Spike looked at her, and he wasn't sure, just then, whether it was pain or emotion that broke her. But he knew she was right, and he knew what he had to do.
He felt it, a bolt of lightning scourging through him as he stood in the archway, the blackness leeching into him, sucking the life from his heart. And somewhere, in the midst of the terror, and the darkness, and the agony, he heard it.
It was the sound of Elizabeth crying.
* * * * * * * * * * * * * * * * *
There was a moon in the sky, and likely as not the same moon that usually occupied that same space in that same sky, but for all anyone noticed it might not have been there at all.
The girl and the vampire stood on the sand, and the sea at their feet thought, perhaps, they had stood there before. But it was a timeless sea, a great, timeless sea, and it had seen an eternity of befores, and if theirs had been one of them it was more than it could remember.
"Buffy." It still felt strange, to sound her name and own it in the same breath.
"Mmm?"
"Close your eyes."
She did, and she felt the sudden hard, wet surface of the rocks beneath her bare feet as he pulled her, gently, towards him.
"Now look."
She looked, and she saw her own face, glimmering up at her in a pool of moonlight.
"What do you see?"
She remembered that day, five weeks before, when she had looked into the mirror and seen his reflection for the first time. And she was grateful for the memory, but this was now, and it didn't matter any more.

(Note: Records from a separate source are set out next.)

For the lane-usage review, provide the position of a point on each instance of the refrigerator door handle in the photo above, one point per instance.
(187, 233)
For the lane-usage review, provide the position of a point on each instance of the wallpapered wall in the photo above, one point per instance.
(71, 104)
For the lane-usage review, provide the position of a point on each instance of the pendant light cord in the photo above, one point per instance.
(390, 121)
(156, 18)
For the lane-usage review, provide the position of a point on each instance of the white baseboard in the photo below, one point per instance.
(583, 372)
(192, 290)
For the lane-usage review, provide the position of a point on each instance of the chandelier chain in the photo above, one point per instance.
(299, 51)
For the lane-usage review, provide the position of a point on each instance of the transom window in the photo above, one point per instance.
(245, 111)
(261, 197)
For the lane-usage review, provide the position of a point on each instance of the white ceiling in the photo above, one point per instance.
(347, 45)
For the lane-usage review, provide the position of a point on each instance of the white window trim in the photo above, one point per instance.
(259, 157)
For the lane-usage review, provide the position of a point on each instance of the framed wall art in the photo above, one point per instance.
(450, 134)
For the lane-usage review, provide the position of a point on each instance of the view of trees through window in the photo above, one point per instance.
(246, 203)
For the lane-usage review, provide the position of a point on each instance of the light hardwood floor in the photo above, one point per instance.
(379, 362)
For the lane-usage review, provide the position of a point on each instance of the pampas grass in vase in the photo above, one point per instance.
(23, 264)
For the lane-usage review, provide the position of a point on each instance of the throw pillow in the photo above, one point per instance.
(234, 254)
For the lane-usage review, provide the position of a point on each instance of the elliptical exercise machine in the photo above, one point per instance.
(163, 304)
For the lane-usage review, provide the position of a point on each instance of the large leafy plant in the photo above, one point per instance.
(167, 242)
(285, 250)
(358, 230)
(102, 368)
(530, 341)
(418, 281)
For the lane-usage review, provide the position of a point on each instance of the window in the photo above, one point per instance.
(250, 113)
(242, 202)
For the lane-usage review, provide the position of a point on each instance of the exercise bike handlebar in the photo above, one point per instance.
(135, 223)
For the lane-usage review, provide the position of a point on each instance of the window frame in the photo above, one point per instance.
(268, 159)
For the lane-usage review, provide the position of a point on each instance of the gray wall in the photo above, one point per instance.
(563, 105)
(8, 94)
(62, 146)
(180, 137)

"I always see you, Spike." Her reflection smiled back at her as she looked down into the water. "God, if I was blind I would still see you."
"I love that reflection." He reached up and ran his hand through her hair, and she watched her hair lift and fall in the rockpool mirror below her. "I love your reflection."
"Our reflection." She smiled up at him, softly. "What you can see, there, it's yours too."
And the moon turned its head to look in the opposite direction, just for a moment.
She looked up at him, her eyes deep and green and glowing. "Six weeks. Six, beautiful weeks we've had here. Would you do it all again, if you could?"
"Would you?"
"If I could make this moment last forever I might." She reached up and traced the line of his face with her finger. "But I'm glad we're going home."
He smirked back at her. "Yeah, night flight to Sunnydale which, unfortunately, I now remember."
"You know you love it."
"Of course I love it."
And the sea, the great, timeless sea, judged from her reaction that she liked that "of course", more than she could find words to say.
As they turned to go Buffy stopped for a moment, her eyes laughing up at him, because as she thought back across the weeks they had spent in England she could not help but recognise one, inescapable truth. "OK, I don't believe in coincidence so explain this to me. We meet by chance in London, you stay with Giles' friend, you come across Dawn up here, we meet again, here, and we even stay in the same guesthouse. Do you think somebody was trying to tell us something?"
He bit his lip as he thought for a moment. And when he spoke again he was only half teasing. "You think you choose your destiny, Slayer?" He smiled as he shook his head. "It is spelt out in the stars."